北海道大学,米ペンシルベニア州立大学,AGCは共同で,理想的な究極透明ガラスの構造を解明した(ニュースリリース)。

現代社会の情報通信は世界中に張り巡らされた光ファイバー網で支えられている。光ファイバーは主にシリカガラスから出来ているため,シリカガラスの光の伝搬損失を抑制することで,より少ない数の光信号増幅器でより遠くまで情報伝搬できる光ファイバーが得られる。

シリカガラスの光損失のほとんどは,レイリー散乱によるもの。シリカガラスの中ではガラスを構成する元素同士のつながり(=ネットワーク構造)のゆらぎがこのレイリー散乱の要因となっている。また,最近ではガラス中の何もない空間(空隙)が散乱体となってレイリー散乱を起こすことが知られている。

研究では,実際の試験が難しい高い圧力領域で,計算機を使ってシリカガラスを合成した。分子動力学シミュレーションで得られたガラスの基礎物性値は,現実のものをよく再現した。

そこで,ガラス中の空隙が散乱体となりレイリー散乱を起こすというモデルと,ガラスのネットワーク構造の密度ゆらぎを考慮した2種類の物理モモデルを使用して,圧力急冷プロセスで合成したシリカガラスのレイリー散乱定数を算出した。

計算の結果,圧力4GPa(4万気圧)で急冷したガラスにおいて,散乱体としての空隙がほとんど消滅し,シリカガラスのネットワーク構造が理想的な構造に近づくことがわかった。この圧力値は実験的にも大きいサイズのガラスを合成できる現実的な圧力範囲だった。

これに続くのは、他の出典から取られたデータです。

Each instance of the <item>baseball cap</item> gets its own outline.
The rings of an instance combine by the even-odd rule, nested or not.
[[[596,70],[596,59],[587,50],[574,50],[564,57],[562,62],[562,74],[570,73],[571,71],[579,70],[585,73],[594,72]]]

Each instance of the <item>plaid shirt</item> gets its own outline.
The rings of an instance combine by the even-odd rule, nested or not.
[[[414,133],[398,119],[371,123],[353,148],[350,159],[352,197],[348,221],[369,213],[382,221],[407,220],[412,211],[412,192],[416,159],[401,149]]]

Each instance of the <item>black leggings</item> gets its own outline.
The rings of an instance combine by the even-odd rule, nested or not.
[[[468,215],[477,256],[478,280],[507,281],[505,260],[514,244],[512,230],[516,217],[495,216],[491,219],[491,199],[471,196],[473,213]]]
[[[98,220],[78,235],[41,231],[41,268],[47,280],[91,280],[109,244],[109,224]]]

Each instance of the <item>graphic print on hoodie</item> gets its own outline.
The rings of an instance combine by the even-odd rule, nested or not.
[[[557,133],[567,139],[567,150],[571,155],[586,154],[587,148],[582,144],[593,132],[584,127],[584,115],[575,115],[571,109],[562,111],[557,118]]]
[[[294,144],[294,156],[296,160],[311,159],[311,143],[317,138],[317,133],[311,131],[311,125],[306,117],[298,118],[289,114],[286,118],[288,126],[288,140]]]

これまで,0.2GPa以下の圧力急冷ガラスにおいて,レイリー散乱を抑制できることが実験から示されていたが,圧力をそれ以上かけた場合の挙動はわからなかった。圧力急冷プロセスは実験的に難しいプロセスだが,この研究によって理想的な圧力値を予測できたことで,高圧装置などの開発に拍車がかかり,超透明なシリカガラスの実現への貢献が期待されるという。

そもそもガラスとは不安定な準安定状態だが,今回の研究により,ガラスに高圧急冷プロセスを適用すると,ガラスでありながらトポロジカルには秩序のある安定構造をとることがわかった。そして,得られたガラスの構造は光損失の抑制に極めて適した構造であることもわかった。

シリカガラスは光ファイバーの母材として広く利用されている。研究で明らかにした構造を持つシリカガラスを光ファイバーに応用できれば,光信号増幅器による増幅なしにデータを伝送できる距離を飛躍的に伸ばすことができるほか,究極的な安全性をもつ量子通信の社会実装へも貢献することが期待されるとしている。